ー引け目からなのか、随分と自分の気持ちを隠すようになってしまった。これでは以前の鬼殺隊に居た頃の月奈より酷い状況なのではないか。
槇「何をそれ程躊躇う?手伝いたいならば手伝いたい、そう言えばいい。本当に断りたいのならば胡蝶にハッキリと伝える、それで済む話だったろうに」
「断りを…しようとは思ったのです。ですが杏寿郎様がゆっくり考えてから答えるように、と言われてしまいまして」
なるほど、と槇寿郎は心の中で呟いた。杏寿郎の心理としのぶが願っていることが一致していたのだろう、そして月奈自身が断りの言葉を上手く出せなかったことで確信となったからこそ、その場での回答をさせなかったのだ。
槇「そうだな、杏寿郎の言う通りだ。ゆっくりと落ち着いて考えると良い。蝶屋敷に通う間に何か気付くこともあるだろう」
「気付く事、ですか?」
首を傾げた月奈に苦笑したところで廊下から千寿郎の足音がこちらに向かって来る。夕餉の準備が完了したのだろうか、と考えていると千寿郎が襖を開いて顔を覗かせた。
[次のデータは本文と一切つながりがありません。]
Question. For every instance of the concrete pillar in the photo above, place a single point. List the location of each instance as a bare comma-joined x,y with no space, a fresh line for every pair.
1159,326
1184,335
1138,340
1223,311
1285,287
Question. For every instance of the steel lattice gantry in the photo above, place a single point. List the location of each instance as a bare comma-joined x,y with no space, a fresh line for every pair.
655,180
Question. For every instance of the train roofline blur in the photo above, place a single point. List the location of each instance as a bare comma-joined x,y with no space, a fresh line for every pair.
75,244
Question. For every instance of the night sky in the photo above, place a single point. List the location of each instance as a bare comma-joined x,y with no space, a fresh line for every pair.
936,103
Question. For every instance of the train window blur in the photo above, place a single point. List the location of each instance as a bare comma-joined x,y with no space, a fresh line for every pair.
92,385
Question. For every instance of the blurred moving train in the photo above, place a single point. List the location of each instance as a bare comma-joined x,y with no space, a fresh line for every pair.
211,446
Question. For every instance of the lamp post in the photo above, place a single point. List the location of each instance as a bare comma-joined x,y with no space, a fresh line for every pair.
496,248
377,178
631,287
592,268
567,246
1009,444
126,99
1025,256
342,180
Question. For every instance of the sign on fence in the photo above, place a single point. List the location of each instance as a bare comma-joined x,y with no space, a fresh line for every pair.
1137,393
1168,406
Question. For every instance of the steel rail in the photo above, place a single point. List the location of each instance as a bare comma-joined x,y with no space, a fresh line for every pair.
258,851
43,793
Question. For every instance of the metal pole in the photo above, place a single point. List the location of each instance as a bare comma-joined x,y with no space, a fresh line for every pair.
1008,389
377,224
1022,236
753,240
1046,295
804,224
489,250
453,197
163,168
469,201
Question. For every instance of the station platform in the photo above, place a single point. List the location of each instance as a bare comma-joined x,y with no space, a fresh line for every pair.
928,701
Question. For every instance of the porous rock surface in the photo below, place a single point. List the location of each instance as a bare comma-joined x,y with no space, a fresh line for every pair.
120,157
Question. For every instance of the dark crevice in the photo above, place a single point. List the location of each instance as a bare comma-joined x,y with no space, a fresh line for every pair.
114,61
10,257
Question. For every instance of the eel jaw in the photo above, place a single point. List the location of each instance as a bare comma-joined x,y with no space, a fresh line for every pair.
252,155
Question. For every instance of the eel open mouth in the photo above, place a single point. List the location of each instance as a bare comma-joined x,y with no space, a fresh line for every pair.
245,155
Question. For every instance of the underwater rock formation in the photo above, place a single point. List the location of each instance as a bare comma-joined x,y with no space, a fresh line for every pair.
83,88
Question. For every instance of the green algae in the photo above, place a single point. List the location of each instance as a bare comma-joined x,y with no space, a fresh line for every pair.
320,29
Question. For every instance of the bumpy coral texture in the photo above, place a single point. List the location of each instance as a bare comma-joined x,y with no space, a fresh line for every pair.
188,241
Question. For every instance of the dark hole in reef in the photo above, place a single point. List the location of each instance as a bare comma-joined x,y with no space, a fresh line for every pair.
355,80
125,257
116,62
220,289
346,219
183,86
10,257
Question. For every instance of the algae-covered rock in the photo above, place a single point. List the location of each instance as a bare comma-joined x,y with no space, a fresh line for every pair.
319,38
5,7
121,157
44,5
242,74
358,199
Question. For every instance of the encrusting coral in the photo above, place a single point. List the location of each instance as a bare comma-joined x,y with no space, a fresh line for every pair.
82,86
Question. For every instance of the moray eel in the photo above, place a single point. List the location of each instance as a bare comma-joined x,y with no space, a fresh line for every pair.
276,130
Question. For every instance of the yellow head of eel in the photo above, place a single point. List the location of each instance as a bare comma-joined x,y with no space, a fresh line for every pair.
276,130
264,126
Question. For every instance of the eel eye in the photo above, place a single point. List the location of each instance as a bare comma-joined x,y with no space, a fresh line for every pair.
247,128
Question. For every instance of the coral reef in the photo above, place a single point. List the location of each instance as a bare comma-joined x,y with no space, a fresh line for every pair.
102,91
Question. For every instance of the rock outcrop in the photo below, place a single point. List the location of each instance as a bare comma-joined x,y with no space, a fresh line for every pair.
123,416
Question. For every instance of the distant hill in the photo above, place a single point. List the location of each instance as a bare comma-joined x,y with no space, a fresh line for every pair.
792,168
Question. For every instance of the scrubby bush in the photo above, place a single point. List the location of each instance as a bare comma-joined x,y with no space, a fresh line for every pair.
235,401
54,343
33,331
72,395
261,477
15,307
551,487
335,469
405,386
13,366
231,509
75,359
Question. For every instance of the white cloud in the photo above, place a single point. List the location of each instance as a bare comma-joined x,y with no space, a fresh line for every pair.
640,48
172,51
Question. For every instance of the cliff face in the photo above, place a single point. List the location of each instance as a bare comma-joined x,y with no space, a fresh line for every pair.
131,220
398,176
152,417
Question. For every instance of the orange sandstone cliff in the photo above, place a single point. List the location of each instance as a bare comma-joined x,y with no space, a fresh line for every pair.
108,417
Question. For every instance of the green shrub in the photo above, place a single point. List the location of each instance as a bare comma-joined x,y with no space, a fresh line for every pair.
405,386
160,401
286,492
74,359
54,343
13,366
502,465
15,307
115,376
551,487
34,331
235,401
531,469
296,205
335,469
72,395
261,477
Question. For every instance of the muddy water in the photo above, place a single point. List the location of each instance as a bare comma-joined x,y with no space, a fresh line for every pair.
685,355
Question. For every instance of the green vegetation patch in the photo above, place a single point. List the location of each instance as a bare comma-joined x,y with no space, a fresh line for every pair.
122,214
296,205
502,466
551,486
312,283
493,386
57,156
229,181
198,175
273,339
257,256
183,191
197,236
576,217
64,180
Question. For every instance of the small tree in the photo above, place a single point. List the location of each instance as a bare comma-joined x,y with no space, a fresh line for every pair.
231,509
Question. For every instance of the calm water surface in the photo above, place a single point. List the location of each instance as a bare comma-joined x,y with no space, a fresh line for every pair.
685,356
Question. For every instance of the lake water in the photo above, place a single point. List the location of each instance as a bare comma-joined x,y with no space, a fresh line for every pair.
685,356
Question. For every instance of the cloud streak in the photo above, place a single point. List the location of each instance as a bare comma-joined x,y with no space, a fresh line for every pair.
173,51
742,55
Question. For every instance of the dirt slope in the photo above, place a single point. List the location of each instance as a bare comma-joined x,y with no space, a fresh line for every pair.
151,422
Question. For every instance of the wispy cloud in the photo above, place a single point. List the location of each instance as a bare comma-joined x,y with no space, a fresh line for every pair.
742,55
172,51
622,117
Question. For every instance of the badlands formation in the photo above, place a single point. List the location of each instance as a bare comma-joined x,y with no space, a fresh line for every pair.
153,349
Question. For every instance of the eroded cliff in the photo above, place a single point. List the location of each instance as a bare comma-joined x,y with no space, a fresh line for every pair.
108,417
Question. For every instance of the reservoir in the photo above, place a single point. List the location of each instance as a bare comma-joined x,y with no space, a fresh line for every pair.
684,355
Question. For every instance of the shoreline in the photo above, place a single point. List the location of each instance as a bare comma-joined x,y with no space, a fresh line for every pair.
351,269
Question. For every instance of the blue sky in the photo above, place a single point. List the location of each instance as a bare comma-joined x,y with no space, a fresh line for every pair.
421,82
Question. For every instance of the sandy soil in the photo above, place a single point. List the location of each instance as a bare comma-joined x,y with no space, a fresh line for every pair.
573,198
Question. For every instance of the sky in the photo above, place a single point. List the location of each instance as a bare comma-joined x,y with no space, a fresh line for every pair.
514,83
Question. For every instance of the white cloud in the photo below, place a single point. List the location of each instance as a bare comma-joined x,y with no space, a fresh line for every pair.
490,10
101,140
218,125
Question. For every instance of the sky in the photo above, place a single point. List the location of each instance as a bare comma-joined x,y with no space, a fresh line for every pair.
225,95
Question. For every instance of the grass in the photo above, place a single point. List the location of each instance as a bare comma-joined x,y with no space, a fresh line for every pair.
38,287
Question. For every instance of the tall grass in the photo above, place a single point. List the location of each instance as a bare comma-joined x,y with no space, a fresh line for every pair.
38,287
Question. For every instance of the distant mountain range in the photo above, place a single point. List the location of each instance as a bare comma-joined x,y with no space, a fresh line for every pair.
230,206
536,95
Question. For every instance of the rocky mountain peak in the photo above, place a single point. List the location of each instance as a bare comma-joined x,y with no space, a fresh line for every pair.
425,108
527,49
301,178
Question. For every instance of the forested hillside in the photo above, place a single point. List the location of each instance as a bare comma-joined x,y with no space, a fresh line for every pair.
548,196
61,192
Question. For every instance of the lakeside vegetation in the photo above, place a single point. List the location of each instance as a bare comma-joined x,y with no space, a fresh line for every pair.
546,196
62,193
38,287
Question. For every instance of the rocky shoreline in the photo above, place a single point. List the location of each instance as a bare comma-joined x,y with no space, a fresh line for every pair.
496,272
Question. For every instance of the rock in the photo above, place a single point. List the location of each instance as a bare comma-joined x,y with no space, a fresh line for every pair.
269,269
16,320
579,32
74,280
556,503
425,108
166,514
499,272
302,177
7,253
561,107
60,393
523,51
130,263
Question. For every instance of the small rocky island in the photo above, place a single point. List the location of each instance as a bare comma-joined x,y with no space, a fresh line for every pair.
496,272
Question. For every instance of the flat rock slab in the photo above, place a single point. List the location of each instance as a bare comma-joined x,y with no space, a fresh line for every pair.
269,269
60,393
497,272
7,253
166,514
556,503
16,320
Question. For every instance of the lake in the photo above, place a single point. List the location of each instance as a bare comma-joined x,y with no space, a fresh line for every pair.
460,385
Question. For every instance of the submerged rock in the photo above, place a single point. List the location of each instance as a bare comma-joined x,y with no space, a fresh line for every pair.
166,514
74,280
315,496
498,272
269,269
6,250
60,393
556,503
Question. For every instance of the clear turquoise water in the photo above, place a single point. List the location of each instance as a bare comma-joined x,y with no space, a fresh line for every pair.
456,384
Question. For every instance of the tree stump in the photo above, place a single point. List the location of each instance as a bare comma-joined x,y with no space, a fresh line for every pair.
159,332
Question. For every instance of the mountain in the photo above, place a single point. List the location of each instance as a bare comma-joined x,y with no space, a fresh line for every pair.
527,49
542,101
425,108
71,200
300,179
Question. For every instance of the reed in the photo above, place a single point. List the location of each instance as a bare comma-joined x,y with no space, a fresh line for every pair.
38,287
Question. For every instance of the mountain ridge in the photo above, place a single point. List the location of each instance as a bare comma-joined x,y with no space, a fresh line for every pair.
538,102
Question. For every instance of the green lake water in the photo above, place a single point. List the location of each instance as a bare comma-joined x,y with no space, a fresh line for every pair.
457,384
ーまさか、杏寿郎は狙って怪我をしたのか…蝶屋敷に呼ぶために…
まさかな、と首をゆるく振った槇寿郎は相変わらず「よく分からない」とでも言いたげな表情の月奈の頭に手を置く。
槇「もう夜も遅い。早く夕餉を食べて寝なさい」
その言葉を聞いた月奈は、自分の鼻をくすぐる良い匂いに気付きぐぅぅ、とお腹を鳴らした。